新しい国造りのための新政府の度重なる改革に、ついていけない武士達不満分子の心情を汲み、これを捨てきれずに結局その旗頭に祭り上げられて、ついに新政府にたてつくこととなった。人としての度量の大きさをみるようで、自分達が捨て石となり武士の世を本当に終わりにさせようとの悲壮な決意があった。以後、新しい世が誕生する。
一方、その最高の功労者たる大久保利通(一蔵どん)がまもなく刺客に襲われて命を落とすあたり、何とも皮肉なものである。
この二人が同郷で小さい頃からの大の仲良しであったのは全くの奇遇でしかない。西郷どんも一蔵どんというしっかり後を託せる親友がいたからこそ、自分の好きな道を突き進めたのではないかと思う。
性格の違いは歴然としている。
誰からも好かれる西郷さん、一方、理路整然として意志堅固な大久保郷、その対比が物語を作った。

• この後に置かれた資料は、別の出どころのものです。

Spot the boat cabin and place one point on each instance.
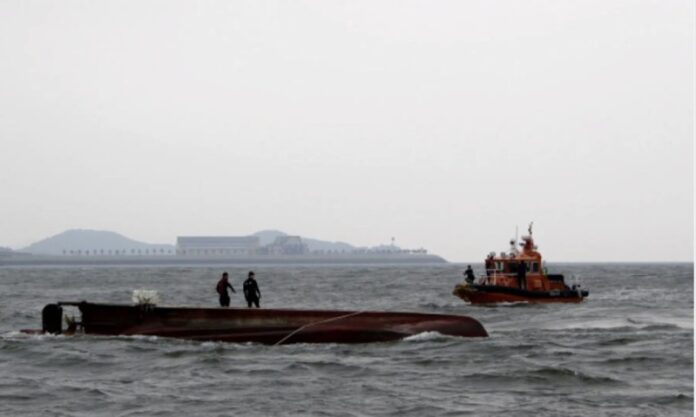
(504, 269)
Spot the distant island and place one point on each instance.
(79, 246)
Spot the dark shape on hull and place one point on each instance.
(489, 294)
(268, 326)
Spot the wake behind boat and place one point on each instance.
(267, 326)
(518, 277)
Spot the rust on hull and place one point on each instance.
(268, 326)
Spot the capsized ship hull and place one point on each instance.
(268, 326)
(491, 294)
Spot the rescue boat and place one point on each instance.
(267, 326)
(519, 276)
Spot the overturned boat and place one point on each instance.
(267, 326)
(519, 276)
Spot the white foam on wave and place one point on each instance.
(18, 335)
(636, 322)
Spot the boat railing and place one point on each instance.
(494, 275)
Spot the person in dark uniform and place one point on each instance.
(251, 290)
(469, 274)
(221, 289)
(522, 275)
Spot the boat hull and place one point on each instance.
(492, 294)
(268, 326)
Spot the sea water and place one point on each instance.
(626, 351)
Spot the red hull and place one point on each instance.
(269, 326)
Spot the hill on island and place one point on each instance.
(100, 240)
(105, 241)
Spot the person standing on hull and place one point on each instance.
(251, 291)
(221, 289)
(522, 275)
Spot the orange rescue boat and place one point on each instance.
(518, 276)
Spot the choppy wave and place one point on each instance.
(626, 351)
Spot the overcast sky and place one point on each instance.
(444, 124)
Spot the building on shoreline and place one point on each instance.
(208, 246)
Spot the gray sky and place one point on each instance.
(443, 124)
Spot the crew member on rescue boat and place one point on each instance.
(469, 274)
(221, 289)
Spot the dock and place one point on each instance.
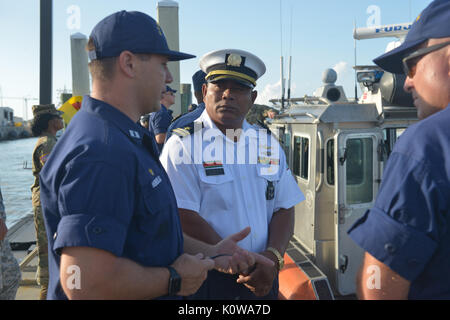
(22, 237)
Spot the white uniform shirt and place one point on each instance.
(226, 182)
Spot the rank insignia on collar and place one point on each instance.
(213, 168)
(134, 134)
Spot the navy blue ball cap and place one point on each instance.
(169, 89)
(198, 79)
(432, 23)
(134, 31)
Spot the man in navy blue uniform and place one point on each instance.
(406, 235)
(110, 211)
(198, 79)
(159, 121)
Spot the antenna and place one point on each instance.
(281, 59)
(290, 61)
(356, 81)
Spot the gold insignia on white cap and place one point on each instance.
(237, 65)
(234, 60)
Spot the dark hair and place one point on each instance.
(40, 123)
(103, 69)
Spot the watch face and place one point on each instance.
(174, 282)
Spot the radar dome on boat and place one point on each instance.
(329, 76)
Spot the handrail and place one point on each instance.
(321, 171)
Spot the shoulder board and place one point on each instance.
(261, 124)
(184, 131)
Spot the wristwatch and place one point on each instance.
(174, 281)
(279, 257)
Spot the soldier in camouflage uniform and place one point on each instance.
(47, 121)
(9, 268)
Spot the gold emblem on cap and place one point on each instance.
(234, 60)
(159, 29)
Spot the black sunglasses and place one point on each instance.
(410, 62)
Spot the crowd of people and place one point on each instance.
(131, 195)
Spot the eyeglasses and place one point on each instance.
(410, 62)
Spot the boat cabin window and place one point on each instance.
(301, 157)
(330, 162)
(391, 135)
(359, 168)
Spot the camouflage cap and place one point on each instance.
(41, 109)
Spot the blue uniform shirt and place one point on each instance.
(408, 229)
(159, 122)
(186, 119)
(104, 187)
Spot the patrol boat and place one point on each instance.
(336, 149)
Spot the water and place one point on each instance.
(15, 181)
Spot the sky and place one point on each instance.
(316, 34)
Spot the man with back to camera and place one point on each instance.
(110, 212)
(230, 177)
(406, 235)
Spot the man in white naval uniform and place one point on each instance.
(228, 175)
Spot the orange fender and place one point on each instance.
(294, 283)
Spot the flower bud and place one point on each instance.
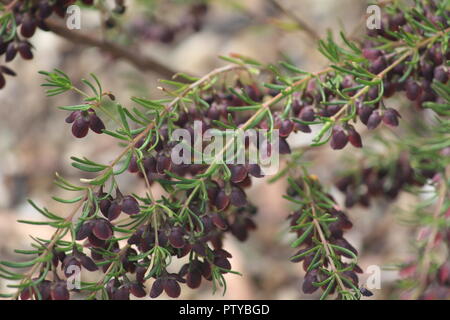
(441, 74)
(80, 127)
(96, 124)
(413, 90)
(238, 173)
(172, 288)
(374, 120)
(176, 239)
(339, 138)
(238, 197)
(364, 113)
(157, 288)
(24, 49)
(102, 229)
(130, 205)
(59, 291)
(222, 200)
(390, 117)
(354, 137)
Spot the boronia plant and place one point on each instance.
(128, 239)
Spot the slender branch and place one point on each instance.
(300, 22)
(143, 63)
(426, 261)
(323, 239)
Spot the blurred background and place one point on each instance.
(35, 142)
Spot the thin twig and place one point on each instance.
(299, 21)
(142, 63)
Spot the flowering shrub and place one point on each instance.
(131, 238)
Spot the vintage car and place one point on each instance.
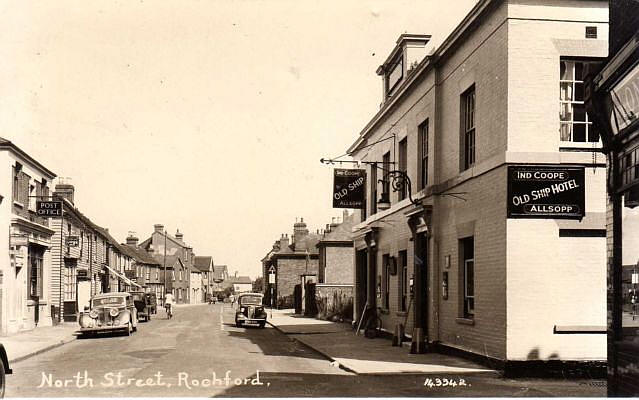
(142, 305)
(152, 303)
(250, 310)
(4, 369)
(109, 312)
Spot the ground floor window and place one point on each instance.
(467, 247)
(403, 280)
(70, 279)
(35, 262)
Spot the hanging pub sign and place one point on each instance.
(49, 208)
(546, 192)
(349, 188)
(73, 241)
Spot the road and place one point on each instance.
(201, 353)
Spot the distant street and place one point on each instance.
(178, 357)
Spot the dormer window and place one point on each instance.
(395, 74)
(410, 50)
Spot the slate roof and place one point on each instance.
(203, 263)
(238, 279)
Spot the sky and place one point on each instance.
(205, 116)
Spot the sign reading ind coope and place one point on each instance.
(546, 192)
(348, 188)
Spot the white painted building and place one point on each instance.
(25, 247)
(503, 91)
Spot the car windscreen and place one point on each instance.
(109, 301)
(250, 300)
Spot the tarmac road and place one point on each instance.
(199, 352)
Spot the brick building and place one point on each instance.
(451, 256)
(613, 101)
(26, 251)
(294, 263)
(179, 260)
(336, 258)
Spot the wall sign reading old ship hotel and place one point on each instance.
(499, 248)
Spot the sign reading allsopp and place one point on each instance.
(349, 188)
(546, 192)
(49, 208)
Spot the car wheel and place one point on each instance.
(2, 379)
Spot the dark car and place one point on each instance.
(152, 302)
(250, 310)
(141, 305)
(4, 369)
(109, 312)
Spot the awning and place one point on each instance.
(124, 278)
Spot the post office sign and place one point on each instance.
(546, 192)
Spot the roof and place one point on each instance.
(7, 144)
(203, 263)
(447, 45)
(219, 271)
(239, 280)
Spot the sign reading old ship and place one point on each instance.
(546, 192)
(348, 188)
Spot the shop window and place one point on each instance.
(468, 127)
(36, 255)
(575, 125)
(373, 190)
(385, 282)
(403, 150)
(423, 155)
(403, 280)
(467, 269)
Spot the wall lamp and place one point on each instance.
(399, 181)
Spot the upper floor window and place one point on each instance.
(468, 127)
(423, 155)
(395, 74)
(403, 150)
(575, 126)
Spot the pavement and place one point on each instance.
(201, 353)
(358, 354)
(23, 345)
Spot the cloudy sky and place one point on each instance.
(207, 116)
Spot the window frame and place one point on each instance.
(423, 153)
(574, 82)
(468, 118)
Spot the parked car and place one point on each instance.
(4, 369)
(141, 306)
(109, 312)
(250, 310)
(152, 303)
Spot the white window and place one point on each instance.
(575, 125)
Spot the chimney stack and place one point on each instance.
(132, 240)
(64, 191)
(283, 241)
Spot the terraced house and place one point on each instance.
(497, 248)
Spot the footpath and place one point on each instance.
(23, 345)
(358, 354)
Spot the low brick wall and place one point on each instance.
(334, 301)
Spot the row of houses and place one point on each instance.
(482, 226)
(54, 261)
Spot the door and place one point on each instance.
(84, 294)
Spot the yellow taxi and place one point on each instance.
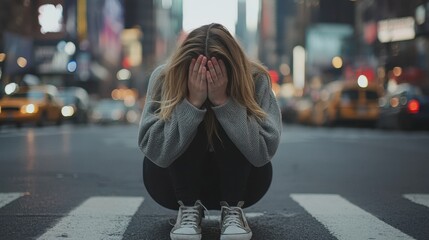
(344, 101)
(38, 105)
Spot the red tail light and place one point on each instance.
(413, 106)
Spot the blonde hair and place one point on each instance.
(212, 40)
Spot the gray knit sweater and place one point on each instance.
(164, 141)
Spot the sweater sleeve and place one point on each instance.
(257, 140)
(162, 141)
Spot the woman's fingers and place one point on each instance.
(191, 67)
(223, 68)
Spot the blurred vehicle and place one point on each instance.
(303, 109)
(76, 104)
(114, 111)
(342, 101)
(37, 104)
(405, 108)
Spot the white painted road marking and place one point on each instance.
(6, 198)
(422, 199)
(96, 218)
(345, 220)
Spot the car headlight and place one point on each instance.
(67, 111)
(29, 108)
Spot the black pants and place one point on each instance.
(222, 174)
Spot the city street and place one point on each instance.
(85, 182)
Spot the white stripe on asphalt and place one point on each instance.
(6, 198)
(422, 199)
(96, 218)
(345, 220)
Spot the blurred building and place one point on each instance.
(319, 29)
(160, 24)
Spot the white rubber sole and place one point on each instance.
(246, 236)
(185, 237)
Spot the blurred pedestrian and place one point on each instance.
(210, 126)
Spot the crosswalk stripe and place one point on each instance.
(6, 198)
(96, 218)
(422, 199)
(345, 220)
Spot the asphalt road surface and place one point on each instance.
(85, 182)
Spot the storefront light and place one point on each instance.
(363, 81)
(50, 18)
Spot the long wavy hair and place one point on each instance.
(211, 40)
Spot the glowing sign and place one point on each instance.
(50, 18)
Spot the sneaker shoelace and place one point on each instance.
(189, 217)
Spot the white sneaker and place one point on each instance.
(234, 225)
(188, 223)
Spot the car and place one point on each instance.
(114, 111)
(36, 104)
(347, 102)
(407, 108)
(76, 104)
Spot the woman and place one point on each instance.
(209, 129)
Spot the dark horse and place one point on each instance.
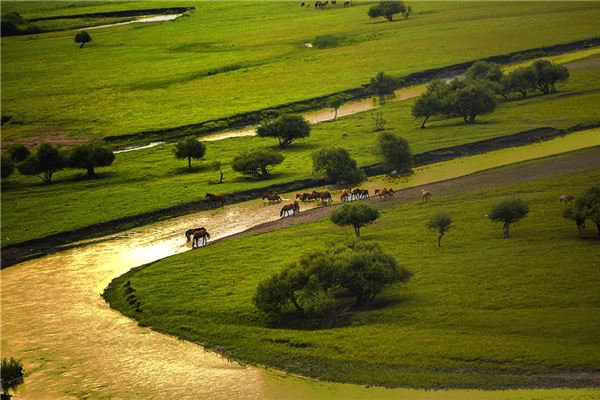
(190, 232)
(215, 198)
(200, 235)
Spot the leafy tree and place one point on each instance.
(395, 151)
(440, 222)
(18, 152)
(189, 148)
(337, 164)
(382, 86)
(336, 102)
(548, 74)
(82, 37)
(44, 163)
(90, 156)
(256, 162)
(387, 9)
(355, 214)
(509, 212)
(11, 375)
(7, 167)
(286, 129)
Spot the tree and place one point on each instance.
(44, 163)
(256, 162)
(189, 148)
(509, 212)
(395, 151)
(355, 214)
(286, 129)
(387, 9)
(18, 152)
(337, 164)
(440, 222)
(82, 37)
(90, 156)
(7, 167)
(11, 375)
(548, 74)
(336, 102)
(382, 86)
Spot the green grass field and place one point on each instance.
(134, 78)
(152, 179)
(480, 312)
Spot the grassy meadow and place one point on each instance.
(480, 312)
(152, 179)
(150, 76)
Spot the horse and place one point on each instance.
(201, 234)
(216, 198)
(272, 198)
(190, 232)
(566, 198)
(425, 195)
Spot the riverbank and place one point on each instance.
(514, 319)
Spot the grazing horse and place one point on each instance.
(272, 198)
(425, 195)
(190, 232)
(566, 198)
(201, 234)
(215, 198)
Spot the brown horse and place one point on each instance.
(272, 198)
(425, 195)
(201, 234)
(216, 198)
(566, 198)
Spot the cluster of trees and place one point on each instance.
(312, 285)
(388, 9)
(48, 159)
(586, 206)
(476, 93)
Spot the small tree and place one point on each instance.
(509, 212)
(189, 148)
(18, 152)
(395, 151)
(11, 375)
(337, 164)
(548, 74)
(387, 9)
(90, 156)
(256, 162)
(355, 214)
(440, 222)
(7, 167)
(286, 129)
(44, 163)
(82, 37)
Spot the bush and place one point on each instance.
(395, 151)
(256, 162)
(337, 164)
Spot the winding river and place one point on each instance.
(74, 346)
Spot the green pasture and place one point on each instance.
(480, 312)
(232, 57)
(152, 179)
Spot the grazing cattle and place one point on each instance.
(566, 198)
(215, 198)
(425, 195)
(272, 198)
(200, 235)
(190, 232)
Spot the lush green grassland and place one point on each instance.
(480, 312)
(151, 179)
(135, 78)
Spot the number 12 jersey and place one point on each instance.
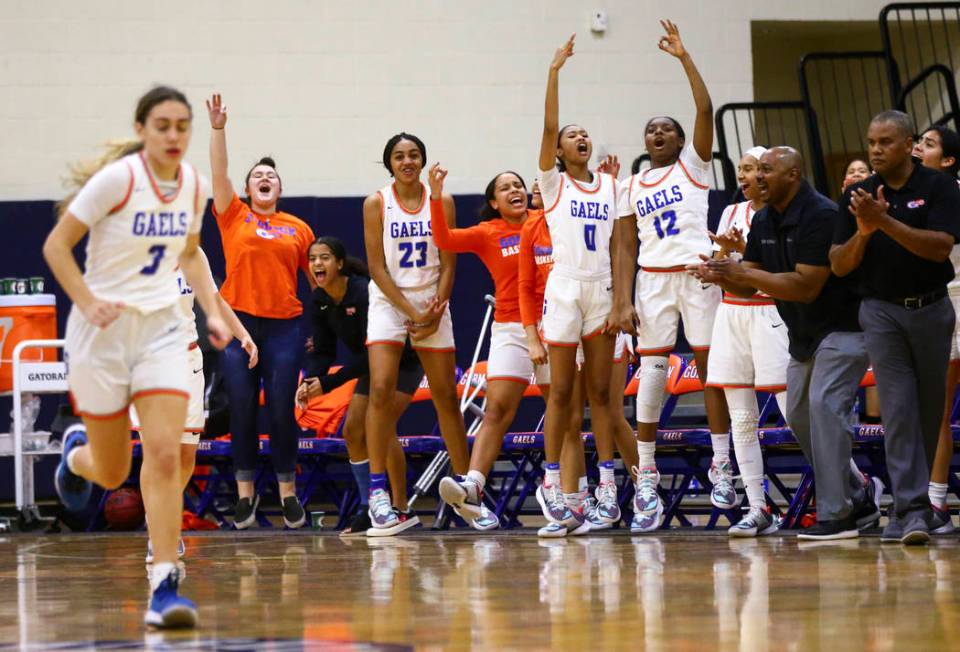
(671, 208)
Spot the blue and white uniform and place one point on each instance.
(413, 262)
(579, 293)
(670, 205)
(136, 235)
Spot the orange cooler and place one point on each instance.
(25, 317)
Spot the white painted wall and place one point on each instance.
(321, 85)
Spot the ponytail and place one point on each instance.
(80, 172)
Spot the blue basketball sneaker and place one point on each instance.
(167, 609)
(73, 490)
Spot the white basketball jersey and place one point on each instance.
(133, 250)
(581, 223)
(186, 304)
(671, 208)
(412, 258)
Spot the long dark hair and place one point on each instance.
(488, 212)
(81, 171)
(352, 266)
(949, 145)
(388, 148)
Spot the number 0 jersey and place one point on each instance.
(671, 208)
(412, 258)
(580, 219)
(136, 233)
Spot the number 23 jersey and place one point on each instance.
(412, 258)
(671, 208)
(137, 232)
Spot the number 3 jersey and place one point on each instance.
(671, 209)
(412, 258)
(137, 232)
(580, 218)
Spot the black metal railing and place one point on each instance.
(845, 89)
(742, 125)
(924, 114)
(918, 35)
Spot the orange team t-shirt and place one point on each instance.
(263, 253)
(536, 261)
(497, 244)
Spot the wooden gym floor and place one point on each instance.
(314, 591)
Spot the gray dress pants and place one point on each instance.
(910, 351)
(820, 396)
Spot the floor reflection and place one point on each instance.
(492, 592)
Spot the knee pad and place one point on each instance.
(743, 425)
(653, 378)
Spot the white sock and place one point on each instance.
(721, 448)
(159, 572)
(646, 450)
(606, 472)
(553, 476)
(743, 423)
(938, 493)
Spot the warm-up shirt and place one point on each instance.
(536, 261)
(263, 253)
(497, 243)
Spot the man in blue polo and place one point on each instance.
(895, 234)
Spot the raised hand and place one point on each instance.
(870, 212)
(435, 176)
(670, 42)
(562, 54)
(732, 240)
(102, 313)
(217, 111)
(610, 165)
(253, 352)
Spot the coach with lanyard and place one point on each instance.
(896, 231)
(787, 257)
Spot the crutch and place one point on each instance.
(438, 465)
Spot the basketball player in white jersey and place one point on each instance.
(667, 206)
(749, 354)
(580, 210)
(196, 416)
(410, 287)
(126, 339)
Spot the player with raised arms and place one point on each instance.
(126, 338)
(580, 211)
(496, 240)
(409, 292)
(666, 207)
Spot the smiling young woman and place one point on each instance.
(263, 248)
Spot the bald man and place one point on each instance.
(787, 257)
(896, 230)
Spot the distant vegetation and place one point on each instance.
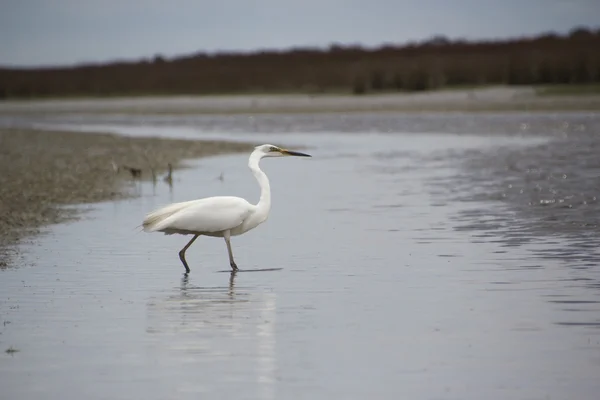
(548, 59)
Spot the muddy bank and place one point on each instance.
(43, 170)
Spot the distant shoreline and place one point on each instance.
(481, 99)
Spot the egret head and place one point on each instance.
(269, 150)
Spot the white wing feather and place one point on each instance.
(213, 214)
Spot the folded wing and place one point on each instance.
(213, 214)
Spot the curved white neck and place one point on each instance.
(264, 203)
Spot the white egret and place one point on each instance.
(220, 216)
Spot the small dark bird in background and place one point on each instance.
(135, 172)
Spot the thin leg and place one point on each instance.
(228, 241)
(182, 253)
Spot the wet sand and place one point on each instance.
(44, 170)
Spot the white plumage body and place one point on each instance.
(212, 216)
(220, 216)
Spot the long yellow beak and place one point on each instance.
(294, 153)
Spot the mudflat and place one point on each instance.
(41, 170)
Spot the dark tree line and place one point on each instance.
(436, 63)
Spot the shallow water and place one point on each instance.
(405, 265)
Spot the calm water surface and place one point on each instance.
(420, 257)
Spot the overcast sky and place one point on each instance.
(52, 32)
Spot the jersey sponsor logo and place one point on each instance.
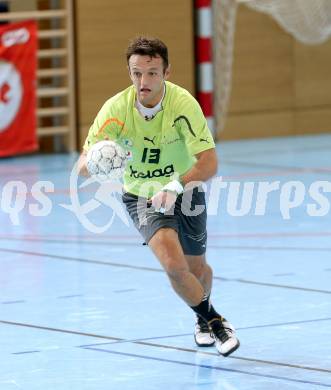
(167, 171)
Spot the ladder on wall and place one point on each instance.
(56, 110)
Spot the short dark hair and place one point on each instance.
(145, 46)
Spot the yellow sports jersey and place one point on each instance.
(159, 149)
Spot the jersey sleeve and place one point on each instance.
(106, 126)
(193, 126)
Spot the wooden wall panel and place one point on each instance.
(104, 29)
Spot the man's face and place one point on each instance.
(148, 75)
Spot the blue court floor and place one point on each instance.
(84, 305)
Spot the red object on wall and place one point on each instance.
(18, 65)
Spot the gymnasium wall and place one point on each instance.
(280, 86)
(103, 30)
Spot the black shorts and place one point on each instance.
(188, 217)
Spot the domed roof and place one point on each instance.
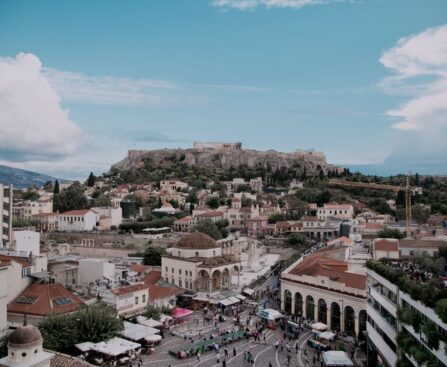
(25, 336)
(196, 240)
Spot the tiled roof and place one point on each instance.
(140, 268)
(24, 261)
(44, 299)
(386, 245)
(129, 289)
(76, 212)
(63, 360)
(335, 270)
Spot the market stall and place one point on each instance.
(336, 358)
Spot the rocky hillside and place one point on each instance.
(224, 159)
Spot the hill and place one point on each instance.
(23, 179)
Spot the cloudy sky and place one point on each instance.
(365, 81)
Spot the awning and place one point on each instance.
(248, 291)
(335, 358)
(181, 312)
(151, 323)
(136, 331)
(115, 347)
(319, 326)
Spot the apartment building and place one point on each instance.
(401, 330)
(6, 217)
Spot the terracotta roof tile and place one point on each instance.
(43, 299)
(129, 289)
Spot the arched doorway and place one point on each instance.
(298, 304)
(322, 311)
(362, 324)
(349, 317)
(216, 280)
(335, 316)
(203, 281)
(310, 308)
(287, 301)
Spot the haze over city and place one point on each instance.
(362, 81)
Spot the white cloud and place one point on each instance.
(111, 90)
(253, 4)
(32, 123)
(419, 66)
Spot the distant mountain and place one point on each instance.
(23, 179)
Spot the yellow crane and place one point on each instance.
(374, 186)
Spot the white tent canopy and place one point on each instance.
(151, 323)
(115, 347)
(137, 331)
(319, 326)
(337, 358)
(270, 314)
(327, 335)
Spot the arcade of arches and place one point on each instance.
(352, 320)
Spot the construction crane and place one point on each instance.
(407, 189)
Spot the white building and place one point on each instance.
(197, 262)
(6, 215)
(26, 242)
(92, 270)
(128, 301)
(109, 216)
(77, 220)
(341, 211)
(320, 288)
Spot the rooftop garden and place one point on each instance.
(422, 279)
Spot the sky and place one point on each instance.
(364, 81)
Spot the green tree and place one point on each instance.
(48, 186)
(71, 198)
(91, 180)
(208, 227)
(213, 202)
(56, 187)
(30, 195)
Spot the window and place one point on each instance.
(62, 301)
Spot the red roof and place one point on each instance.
(44, 299)
(76, 212)
(386, 245)
(335, 270)
(24, 261)
(129, 289)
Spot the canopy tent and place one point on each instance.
(319, 326)
(151, 323)
(85, 347)
(180, 312)
(115, 347)
(248, 291)
(327, 335)
(136, 331)
(337, 358)
(153, 338)
(165, 318)
(270, 314)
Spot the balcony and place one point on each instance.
(384, 350)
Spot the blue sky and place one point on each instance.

大久保郷も好きこのんでこの憎まれ役を買って出たのではない。世の流れが自然とそうさせたのだ。大久保さんも西郷どんも大切な二人、その他の人達も含めて、もし誰かが欠けていたらあのような世の流れは生まれてこなかったであろう。
素晴らしい人達がキラ星の如く現れ、時代を作り現代へと引き継いでくれた。
西郷どん」の心情は私の心にも深く住みついている。